Fears over investors shifting to risk-free assets such as government securities due to rising yields in government securities dented sentiment.
The main stock index ended 0.72% down at 6,726.28, the lowest close since 18 July, 2014. It fell 2.44% this week.
The day’s turnover was at Rs. 487.72 million ($3.4 million), its lowest since 31 December 2015.
“The index fell below a psychological barrier of 6,760 today. That means the market could come down further,” said First Capital Equities Ltd research manager Dimantha Mathew.
“The banking sector is the worst affected with the increased taxes from budget,” he said, adding that global economic uncertainty also weighed on the market.
Investors are worried of further monetary tightening after the Central Bank raised commercial banks’ statutory reserve ratio last week by 150 basis points with effect from 16 January.

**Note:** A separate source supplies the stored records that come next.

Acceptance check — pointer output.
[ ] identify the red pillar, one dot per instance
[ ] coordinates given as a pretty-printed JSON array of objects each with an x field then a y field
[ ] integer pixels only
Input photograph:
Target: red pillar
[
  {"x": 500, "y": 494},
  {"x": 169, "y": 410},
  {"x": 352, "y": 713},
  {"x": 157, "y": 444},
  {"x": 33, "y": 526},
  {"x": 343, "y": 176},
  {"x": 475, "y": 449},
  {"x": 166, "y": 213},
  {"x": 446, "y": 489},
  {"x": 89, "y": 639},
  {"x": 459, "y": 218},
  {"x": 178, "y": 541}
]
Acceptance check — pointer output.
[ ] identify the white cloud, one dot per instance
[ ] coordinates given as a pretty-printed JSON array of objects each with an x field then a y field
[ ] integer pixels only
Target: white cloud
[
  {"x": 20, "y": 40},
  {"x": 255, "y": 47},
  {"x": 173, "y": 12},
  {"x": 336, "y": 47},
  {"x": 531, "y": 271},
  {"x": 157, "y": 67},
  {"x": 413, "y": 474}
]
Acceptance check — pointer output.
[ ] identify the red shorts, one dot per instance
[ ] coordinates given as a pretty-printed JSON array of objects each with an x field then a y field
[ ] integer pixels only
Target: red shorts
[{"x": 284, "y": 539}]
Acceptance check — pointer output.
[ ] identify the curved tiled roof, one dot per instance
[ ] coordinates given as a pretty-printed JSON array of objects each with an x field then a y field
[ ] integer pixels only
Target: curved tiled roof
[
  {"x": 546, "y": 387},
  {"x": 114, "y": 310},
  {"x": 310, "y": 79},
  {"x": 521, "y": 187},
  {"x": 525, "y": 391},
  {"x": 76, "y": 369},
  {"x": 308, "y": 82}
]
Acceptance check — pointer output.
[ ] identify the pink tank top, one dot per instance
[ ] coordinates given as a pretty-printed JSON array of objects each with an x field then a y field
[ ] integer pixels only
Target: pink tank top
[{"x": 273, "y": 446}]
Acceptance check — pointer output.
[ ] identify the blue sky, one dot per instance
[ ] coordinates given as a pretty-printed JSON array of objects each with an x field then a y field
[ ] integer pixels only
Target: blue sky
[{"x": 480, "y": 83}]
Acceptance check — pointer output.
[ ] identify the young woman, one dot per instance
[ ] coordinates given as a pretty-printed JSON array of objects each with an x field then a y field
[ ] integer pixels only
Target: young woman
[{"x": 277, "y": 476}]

Following the Central Bank’s move, the yield on 91-day t-bill rose 14 basis points to an over-two-month high of 6.59% at a weekly auction on Wednesday.
Analysts expect more investors to shift from risky assets to fixed assets with higher interest rates and shrinking of global investments in Sri Lanka.
Shares in Distillers Company of Sri Lanka Plc fell 4.16%, while Carson Cumberbatch Plc lost 2.86%, dragging the overall index.
Conglomerate John Keells Holdings Plc fell 0.46%.
Foreign investors were net buyers for the first time in five sessions on Friday.
They bought a net Rs. 17.15 million ($119,263) worth of equities on Friday. But foreign investors have been net sellers for Rs 1.54 billion worth of equities so far this year, as compared with a Rs. 4.43 billion rupee outflow in 2015.